Right now, (we think) the FBI does not really have the ability to peek into your Facebook/Yahoo chats right now, but soon the FBI says this could change.
By the end of the year, the FBI is hoping to have the ability to sniff online conversations (chats) that happen on the web by gaining access to high level servers and spying on your conversations.
Due to the Communications Assistance of Law Enforcement Act, chat rooms within the US can only be sniffed out by a court order, or warrant. The FBI and other federal agencies are up against some pretty tough gigs lately – perverts all over the internet are running wild looking to trap minors into situations that could harm them. Kids and adults are looking up recipes to make bombs and other harmful things. Meth heads are scouring the internet looking to make recipes to cook meth every single day.
Andrew Weissman, FBI attorney is putting bigtim pressure on cyber-crimnals in a recent press conference in DC, during this time he disclosed the following:
“The problem is where we are today. The way we communicate is really not limited to telephone nowadays and sort of the old fashioned picking up the phone and calling someone,” Weismann said.
Things like Gmail, Facebok and Reddit dominate our lives in this day in age, but there is no laws that allow law enforcement agencies to snoop in on this without a warrant. The FBI really wants this, and they are working really hard to make it happen.
“You do have laws that say you need to keep things for a certain amount of time, but in the cyber realm you can have companies that keep things for five minutes,” he said. “You can imagine totally legitimate reasons for that, but you can also imagine how enticing that ability is for people who are up to no good because the evidence comes and it goes.” says Weissman.

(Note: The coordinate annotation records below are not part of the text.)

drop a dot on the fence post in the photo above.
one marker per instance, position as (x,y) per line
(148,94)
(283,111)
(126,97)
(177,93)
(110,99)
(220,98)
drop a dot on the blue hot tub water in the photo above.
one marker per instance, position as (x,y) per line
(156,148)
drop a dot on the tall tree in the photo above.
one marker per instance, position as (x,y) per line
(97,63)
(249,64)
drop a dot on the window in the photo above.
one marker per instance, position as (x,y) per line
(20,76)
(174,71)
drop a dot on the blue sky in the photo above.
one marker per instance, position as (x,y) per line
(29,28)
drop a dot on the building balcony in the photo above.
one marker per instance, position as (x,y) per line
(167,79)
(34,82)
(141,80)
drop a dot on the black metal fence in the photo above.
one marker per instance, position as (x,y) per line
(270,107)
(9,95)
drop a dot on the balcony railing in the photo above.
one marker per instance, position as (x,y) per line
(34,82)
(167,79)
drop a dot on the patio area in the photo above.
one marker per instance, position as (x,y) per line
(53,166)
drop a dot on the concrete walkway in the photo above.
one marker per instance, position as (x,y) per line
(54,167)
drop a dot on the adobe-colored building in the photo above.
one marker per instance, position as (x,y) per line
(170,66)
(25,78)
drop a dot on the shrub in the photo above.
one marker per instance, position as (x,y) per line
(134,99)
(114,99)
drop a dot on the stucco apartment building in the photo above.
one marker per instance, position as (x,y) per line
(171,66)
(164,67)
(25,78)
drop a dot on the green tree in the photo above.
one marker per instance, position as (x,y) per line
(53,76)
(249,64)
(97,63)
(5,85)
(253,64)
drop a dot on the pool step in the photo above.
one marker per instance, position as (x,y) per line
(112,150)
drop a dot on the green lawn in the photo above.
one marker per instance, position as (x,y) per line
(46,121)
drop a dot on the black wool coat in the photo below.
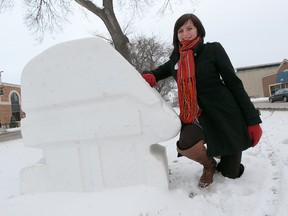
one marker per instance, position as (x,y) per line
(226,107)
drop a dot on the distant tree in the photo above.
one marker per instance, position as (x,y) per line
(148,53)
(49,15)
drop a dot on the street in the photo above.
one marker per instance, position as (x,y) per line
(10,136)
(264,105)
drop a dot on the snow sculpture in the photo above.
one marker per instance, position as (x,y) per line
(96,120)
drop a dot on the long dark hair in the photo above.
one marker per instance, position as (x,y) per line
(180,22)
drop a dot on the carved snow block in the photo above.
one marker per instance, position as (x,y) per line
(96,119)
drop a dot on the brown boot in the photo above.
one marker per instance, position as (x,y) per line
(198,153)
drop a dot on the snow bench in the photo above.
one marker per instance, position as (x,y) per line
(96,120)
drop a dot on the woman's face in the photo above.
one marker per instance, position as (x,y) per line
(187,32)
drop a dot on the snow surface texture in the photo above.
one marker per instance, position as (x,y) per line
(262,190)
(96,119)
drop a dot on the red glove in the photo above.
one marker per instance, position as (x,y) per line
(150,78)
(255,133)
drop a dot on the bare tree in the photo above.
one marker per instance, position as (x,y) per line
(49,15)
(6,4)
(148,53)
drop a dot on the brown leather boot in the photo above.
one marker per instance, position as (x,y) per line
(198,153)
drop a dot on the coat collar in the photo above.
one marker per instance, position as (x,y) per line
(197,51)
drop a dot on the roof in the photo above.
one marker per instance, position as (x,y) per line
(277,64)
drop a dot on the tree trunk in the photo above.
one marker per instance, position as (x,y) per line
(120,40)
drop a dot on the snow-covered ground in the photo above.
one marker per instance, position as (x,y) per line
(262,190)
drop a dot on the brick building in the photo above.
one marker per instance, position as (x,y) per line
(263,80)
(10,105)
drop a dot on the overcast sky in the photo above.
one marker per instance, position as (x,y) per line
(252,31)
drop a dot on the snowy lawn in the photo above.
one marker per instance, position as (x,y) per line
(261,191)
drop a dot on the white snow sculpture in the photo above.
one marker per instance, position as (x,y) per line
(95,118)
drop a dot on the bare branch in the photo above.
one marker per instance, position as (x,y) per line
(6,5)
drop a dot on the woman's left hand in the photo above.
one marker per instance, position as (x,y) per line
(255,133)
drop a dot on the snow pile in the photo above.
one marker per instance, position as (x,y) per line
(96,121)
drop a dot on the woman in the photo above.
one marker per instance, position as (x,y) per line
(214,107)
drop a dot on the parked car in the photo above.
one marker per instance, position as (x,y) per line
(280,95)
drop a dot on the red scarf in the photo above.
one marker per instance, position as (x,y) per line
(186,80)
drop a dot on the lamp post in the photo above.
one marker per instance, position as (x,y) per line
(1,84)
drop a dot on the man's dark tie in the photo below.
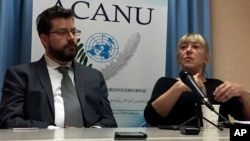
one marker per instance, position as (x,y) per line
(73,113)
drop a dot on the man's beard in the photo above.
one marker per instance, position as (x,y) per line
(67,53)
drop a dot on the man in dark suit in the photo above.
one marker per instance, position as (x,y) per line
(32,94)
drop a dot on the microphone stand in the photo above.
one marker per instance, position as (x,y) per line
(198,115)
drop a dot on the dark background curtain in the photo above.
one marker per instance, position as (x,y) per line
(16,20)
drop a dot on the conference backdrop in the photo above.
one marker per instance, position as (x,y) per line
(125,40)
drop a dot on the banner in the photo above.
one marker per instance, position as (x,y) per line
(125,40)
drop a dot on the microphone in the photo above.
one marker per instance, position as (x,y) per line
(188,79)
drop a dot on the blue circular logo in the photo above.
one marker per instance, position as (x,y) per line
(101,47)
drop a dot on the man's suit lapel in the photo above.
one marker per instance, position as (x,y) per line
(43,75)
(79,82)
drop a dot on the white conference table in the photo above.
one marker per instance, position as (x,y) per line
(107,134)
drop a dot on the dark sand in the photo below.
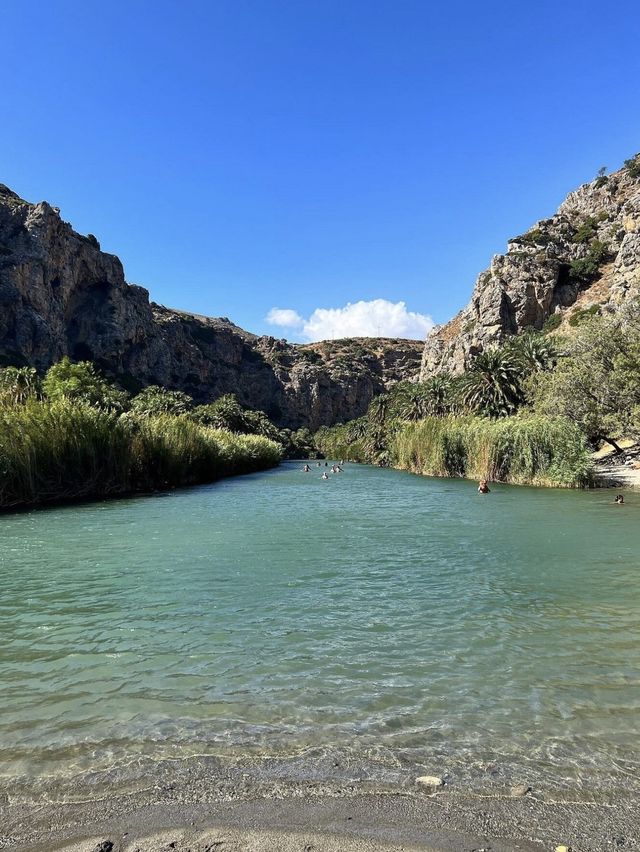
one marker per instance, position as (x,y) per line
(202,812)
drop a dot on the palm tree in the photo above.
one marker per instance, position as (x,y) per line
(535,352)
(378,409)
(492,385)
(439,390)
(19,384)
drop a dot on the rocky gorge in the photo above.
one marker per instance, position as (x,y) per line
(585,258)
(61,295)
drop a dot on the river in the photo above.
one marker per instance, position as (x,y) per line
(379,621)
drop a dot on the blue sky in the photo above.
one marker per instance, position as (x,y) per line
(243,156)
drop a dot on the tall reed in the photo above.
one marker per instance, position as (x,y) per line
(57,451)
(524,449)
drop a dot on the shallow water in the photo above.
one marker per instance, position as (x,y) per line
(401,622)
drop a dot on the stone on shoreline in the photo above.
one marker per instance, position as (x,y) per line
(520,790)
(430,781)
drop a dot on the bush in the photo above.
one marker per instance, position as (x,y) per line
(583,314)
(552,322)
(524,449)
(587,267)
(57,451)
(633,166)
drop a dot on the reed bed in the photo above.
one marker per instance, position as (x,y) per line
(523,450)
(62,451)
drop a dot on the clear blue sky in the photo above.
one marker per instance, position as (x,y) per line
(245,154)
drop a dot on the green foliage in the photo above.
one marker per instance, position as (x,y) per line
(581,315)
(18,385)
(597,383)
(225,413)
(633,166)
(80,382)
(531,352)
(63,450)
(587,267)
(525,449)
(491,386)
(155,400)
(535,237)
(586,231)
(552,322)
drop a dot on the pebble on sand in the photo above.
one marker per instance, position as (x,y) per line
(429,781)
(520,790)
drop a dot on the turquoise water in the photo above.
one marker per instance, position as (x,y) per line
(406,622)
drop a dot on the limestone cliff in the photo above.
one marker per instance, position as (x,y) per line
(587,254)
(61,295)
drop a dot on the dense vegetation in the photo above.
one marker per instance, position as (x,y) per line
(527,412)
(75,435)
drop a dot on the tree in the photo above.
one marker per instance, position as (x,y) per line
(492,386)
(155,400)
(597,383)
(81,383)
(532,351)
(18,385)
(225,413)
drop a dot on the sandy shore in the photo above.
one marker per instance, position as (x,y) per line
(196,815)
(618,470)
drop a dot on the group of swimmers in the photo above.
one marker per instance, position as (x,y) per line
(335,468)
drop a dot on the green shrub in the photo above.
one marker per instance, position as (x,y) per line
(587,267)
(583,314)
(633,166)
(524,449)
(57,451)
(552,322)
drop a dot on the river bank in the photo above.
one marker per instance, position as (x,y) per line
(200,806)
(405,626)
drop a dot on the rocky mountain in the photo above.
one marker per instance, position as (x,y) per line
(586,257)
(61,295)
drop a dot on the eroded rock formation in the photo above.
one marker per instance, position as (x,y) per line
(61,295)
(588,253)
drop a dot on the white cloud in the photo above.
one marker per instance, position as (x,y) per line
(285,317)
(376,318)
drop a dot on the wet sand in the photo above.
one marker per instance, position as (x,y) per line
(197,816)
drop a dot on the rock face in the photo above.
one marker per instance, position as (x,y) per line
(587,254)
(61,295)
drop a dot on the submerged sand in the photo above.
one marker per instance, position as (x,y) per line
(198,816)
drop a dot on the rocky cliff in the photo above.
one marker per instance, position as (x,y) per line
(586,255)
(61,295)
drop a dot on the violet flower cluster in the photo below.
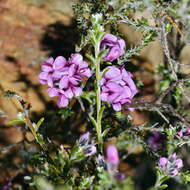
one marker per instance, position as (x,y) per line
(114,45)
(156,140)
(183,133)
(118,87)
(171,166)
(64,77)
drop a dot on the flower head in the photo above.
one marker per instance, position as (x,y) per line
(112,155)
(90,150)
(115,46)
(64,77)
(118,87)
(183,133)
(84,139)
(156,140)
(171,165)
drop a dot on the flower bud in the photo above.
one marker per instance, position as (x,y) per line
(112,155)
(84,139)
(90,150)
(163,162)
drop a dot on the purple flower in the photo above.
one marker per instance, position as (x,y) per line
(183,133)
(112,155)
(7,186)
(120,176)
(156,140)
(163,162)
(90,150)
(84,139)
(49,67)
(118,87)
(115,46)
(64,77)
(171,165)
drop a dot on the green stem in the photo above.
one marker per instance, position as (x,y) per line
(98,91)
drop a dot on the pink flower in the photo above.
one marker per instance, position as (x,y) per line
(171,165)
(49,67)
(84,139)
(115,46)
(118,87)
(90,150)
(112,155)
(64,77)
(163,162)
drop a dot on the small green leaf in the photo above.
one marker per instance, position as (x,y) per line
(15,121)
(39,123)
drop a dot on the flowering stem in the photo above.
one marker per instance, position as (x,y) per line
(98,91)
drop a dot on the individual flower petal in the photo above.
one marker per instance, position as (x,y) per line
(90,150)
(163,162)
(84,139)
(76,59)
(117,107)
(64,83)
(69,93)
(50,81)
(112,73)
(113,54)
(77,91)
(179,163)
(59,63)
(53,92)
(43,75)
(104,96)
(115,46)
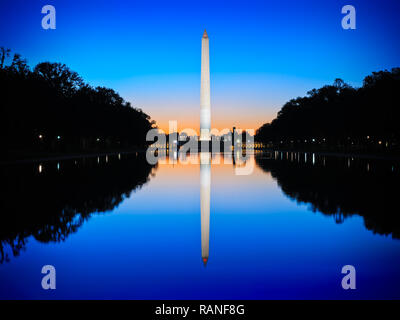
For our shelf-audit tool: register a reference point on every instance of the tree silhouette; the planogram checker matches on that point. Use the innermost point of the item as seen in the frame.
(338, 117)
(51, 109)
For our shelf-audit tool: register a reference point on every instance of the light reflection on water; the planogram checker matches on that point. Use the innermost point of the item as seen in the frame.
(116, 227)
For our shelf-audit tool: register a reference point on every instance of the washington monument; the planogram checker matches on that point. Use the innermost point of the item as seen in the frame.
(205, 111)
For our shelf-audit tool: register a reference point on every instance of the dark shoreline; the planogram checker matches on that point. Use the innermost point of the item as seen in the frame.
(32, 158)
(371, 156)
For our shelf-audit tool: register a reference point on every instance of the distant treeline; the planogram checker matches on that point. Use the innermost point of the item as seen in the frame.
(50, 108)
(339, 117)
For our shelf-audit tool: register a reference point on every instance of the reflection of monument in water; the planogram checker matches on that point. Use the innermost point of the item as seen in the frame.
(205, 182)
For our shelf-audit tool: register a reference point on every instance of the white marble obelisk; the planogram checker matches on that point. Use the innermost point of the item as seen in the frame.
(205, 184)
(205, 111)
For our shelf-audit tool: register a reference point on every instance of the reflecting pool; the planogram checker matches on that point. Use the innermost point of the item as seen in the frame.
(116, 227)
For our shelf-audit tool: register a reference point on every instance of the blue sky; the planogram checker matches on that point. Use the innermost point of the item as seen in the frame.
(262, 53)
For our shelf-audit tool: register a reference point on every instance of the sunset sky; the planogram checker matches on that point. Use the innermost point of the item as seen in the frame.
(262, 53)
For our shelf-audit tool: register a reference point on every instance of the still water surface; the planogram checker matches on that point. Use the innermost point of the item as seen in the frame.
(116, 227)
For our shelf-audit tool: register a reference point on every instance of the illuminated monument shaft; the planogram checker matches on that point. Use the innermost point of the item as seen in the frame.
(205, 111)
(205, 182)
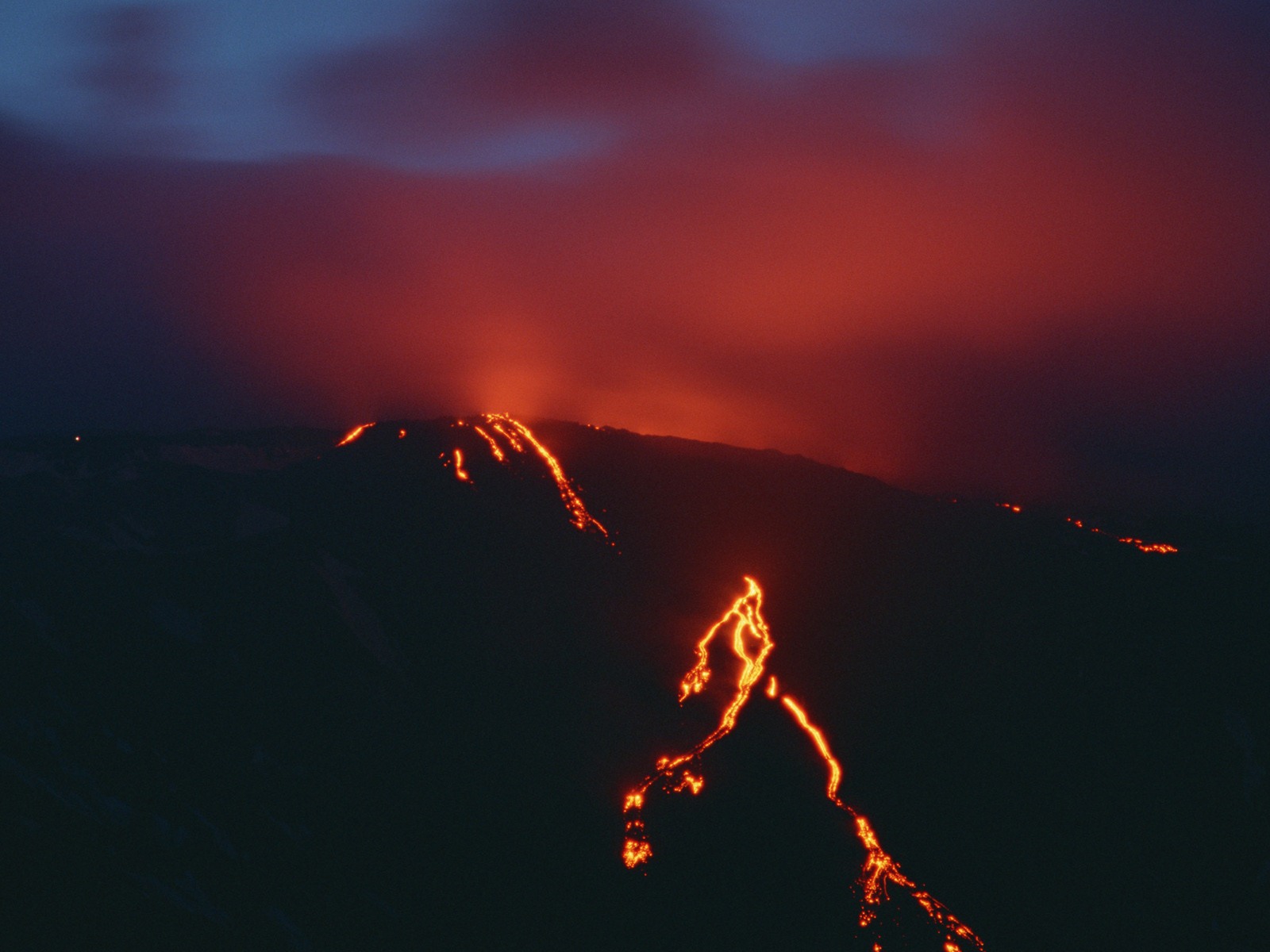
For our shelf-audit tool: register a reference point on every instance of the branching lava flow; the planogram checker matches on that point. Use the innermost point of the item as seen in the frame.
(752, 643)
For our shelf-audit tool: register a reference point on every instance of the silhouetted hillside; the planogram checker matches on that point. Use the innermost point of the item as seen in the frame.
(262, 691)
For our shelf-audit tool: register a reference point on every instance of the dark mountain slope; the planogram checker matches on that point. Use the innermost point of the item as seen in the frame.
(260, 691)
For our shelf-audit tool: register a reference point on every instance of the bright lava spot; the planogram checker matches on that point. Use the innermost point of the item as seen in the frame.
(752, 643)
(355, 433)
(1159, 547)
(520, 440)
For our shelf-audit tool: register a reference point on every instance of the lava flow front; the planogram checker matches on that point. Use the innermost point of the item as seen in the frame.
(752, 643)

Many other countries currently have the ability to snoop on chats, we are actually one of the few that don’t have the ability to do so.
“We don’t have the ability to go to court and say we need a court order that actually requires the recipient of that order to effectuate the intercept. Other countries have that and I think most people who are not lawyers sort of assume that’s what you’re getting when you go to court,” he said. “You think that you’re getting an order that says, ‘Recipient, you have to actually effectuate the communication.’ Well that’s not what you get. You get something that says that you have to provide technical assistance.”